MATA INDONESIA, JAKARTA-Pemerintah saat ini tengah fokus untuk pencapaian net zero emission (NZE) atau nol emisi karbon di Indonesia.
Salah satunya dengan memanfaatkan energi panas bumi untuk pembangkit listrik tenaga panas bumi (PLTP) menjadi salah satu prioritas dalam menggantikan energi fosil.
Seperti diketahui, panas bumi merupakan salah satu sumber energi terbarukan yang dapat menjadi beban dasar (base load) dalam sistem ketenagalistrikan dengan capacity factor yang tinggi, yaitu di atas 95 persen.
“Terlebih lagi, PLTP merupakan energi terbarukan yang rendah emisi, tidak terpengaruh cuaca, serta lebih stabil terhadap pengaruh fluktuasi harga bahan bakar fosil,” ujar Direktur Jenderal Energi Baru Terbarukan dan Konservasi Energi (EBTKE) Kementerian ESDM, Dadan Kusdiana di Jakarta, Kamis 4 Agustus 2022.
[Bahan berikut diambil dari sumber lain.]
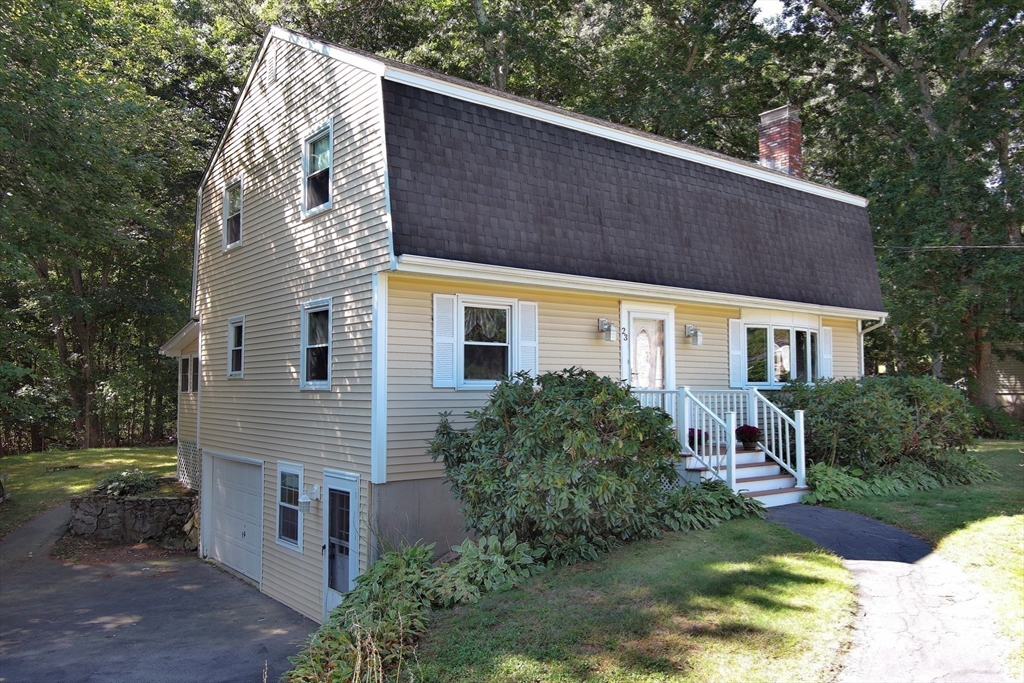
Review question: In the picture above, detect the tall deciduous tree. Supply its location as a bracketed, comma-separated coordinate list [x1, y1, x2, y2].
[781, 0, 1024, 404]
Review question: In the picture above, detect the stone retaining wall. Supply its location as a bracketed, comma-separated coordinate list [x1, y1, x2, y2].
[70, 492, 198, 548]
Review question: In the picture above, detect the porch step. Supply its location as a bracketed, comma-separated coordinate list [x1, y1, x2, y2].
[686, 459, 782, 483]
[736, 468, 797, 493]
[740, 486, 811, 508]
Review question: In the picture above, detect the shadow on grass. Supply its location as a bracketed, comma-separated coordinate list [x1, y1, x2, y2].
[411, 521, 845, 681]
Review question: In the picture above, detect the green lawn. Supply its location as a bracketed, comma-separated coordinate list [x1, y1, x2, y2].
[417, 520, 854, 682]
[0, 446, 175, 539]
[836, 440, 1024, 680]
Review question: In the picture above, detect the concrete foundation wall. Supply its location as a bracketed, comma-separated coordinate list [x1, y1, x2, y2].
[371, 478, 474, 557]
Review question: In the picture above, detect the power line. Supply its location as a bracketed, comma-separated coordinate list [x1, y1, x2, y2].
[874, 245, 1024, 251]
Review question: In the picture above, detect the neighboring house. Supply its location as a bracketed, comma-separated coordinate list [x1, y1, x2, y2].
[162, 29, 885, 620]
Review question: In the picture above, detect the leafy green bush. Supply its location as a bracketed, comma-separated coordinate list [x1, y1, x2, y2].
[286, 536, 542, 683]
[663, 481, 765, 531]
[96, 467, 157, 496]
[430, 368, 680, 563]
[776, 377, 974, 473]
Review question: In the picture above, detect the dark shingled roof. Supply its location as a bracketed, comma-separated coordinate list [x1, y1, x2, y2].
[384, 80, 883, 311]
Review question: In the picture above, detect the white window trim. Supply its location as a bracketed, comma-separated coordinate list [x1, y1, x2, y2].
[227, 315, 246, 379]
[455, 294, 519, 391]
[740, 321, 825, 389]
[618, 301, 676, 391]
[299, 297, 334, 391]
[299, 117, 334, 218]
[178, 355, 193, 394]
[273, 460, 305, 555]
[220, 173, 246, 252]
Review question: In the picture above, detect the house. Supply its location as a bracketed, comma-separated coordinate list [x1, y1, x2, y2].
[162, 29, 886, 620]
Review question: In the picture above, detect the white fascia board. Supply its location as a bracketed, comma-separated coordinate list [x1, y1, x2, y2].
[160, 321, 199, 357]
[384, 66, 867, 207]
[395, 254, 889, 319]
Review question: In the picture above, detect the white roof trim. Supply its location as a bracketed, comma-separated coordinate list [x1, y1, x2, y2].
[160, 321, 199, 356]
[262, 27, 867, 207]
[396, 254, 889, 319]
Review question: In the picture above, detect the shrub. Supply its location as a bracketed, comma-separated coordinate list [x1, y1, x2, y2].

Dadan mengungkapkan PT Pertamina Geothermal Energy (PGE), bagian dari Subholding Power & New Renewable Energy PT Pertamina (Persero), adalah entitas bisnis yang menjadi salah satu motor pengembangan panas bumi.
Apalagi, PGE memiliki pengalaman yang baik dalam pengembangan panas bumi di tanah air dengan dukungan kompetensi SDM yang mumpuni serta pendanaan yang memadai.
“Kegiatan panas bumi pada prinsipnya merupakan kegiatan yang sangat rendah emisi sehingga dengan 672 megawatt (MW) kapasitas terpasang yang dioperasikan sendiri oleh PGE secara tidak langsung telah berkontribusi pada pencapaian NZE yang dicanangkan oleh pemerintah,” ujarnya.
Dadan menyebutkan dalam RUPTL 2021-2030 target pengembangan PLTP sebesar 3.355 MW. Pemerintah aktif melakukan monitoring secara berkala terhadap pembangunan PLTP yang masuk dalam daftar RUPTL.
Data Kementerian ESDM menunjukkan total sumber daya panas bumi di Indonesia mencapai 23,7 GW atau nomor dua setelah Amerika Serikat.
Namun, menurut Dadan, sumber daya tersebut harus dipastikan dahulu dengan serangkaian kegiatan eksplorasi panas bumi untuk memastikan cadangan terbuktinya sehingga siap untuk dimanfaatkan secara berkelanjutan dalam waktu yang panjang lebih dari 30 tahun.
Tahapan eksplorasi panas bumi merupakan tahap yang paling memiliki risiko tinggi karena rasio keberhasilan eksplorasinya kurang lebih 50 persen.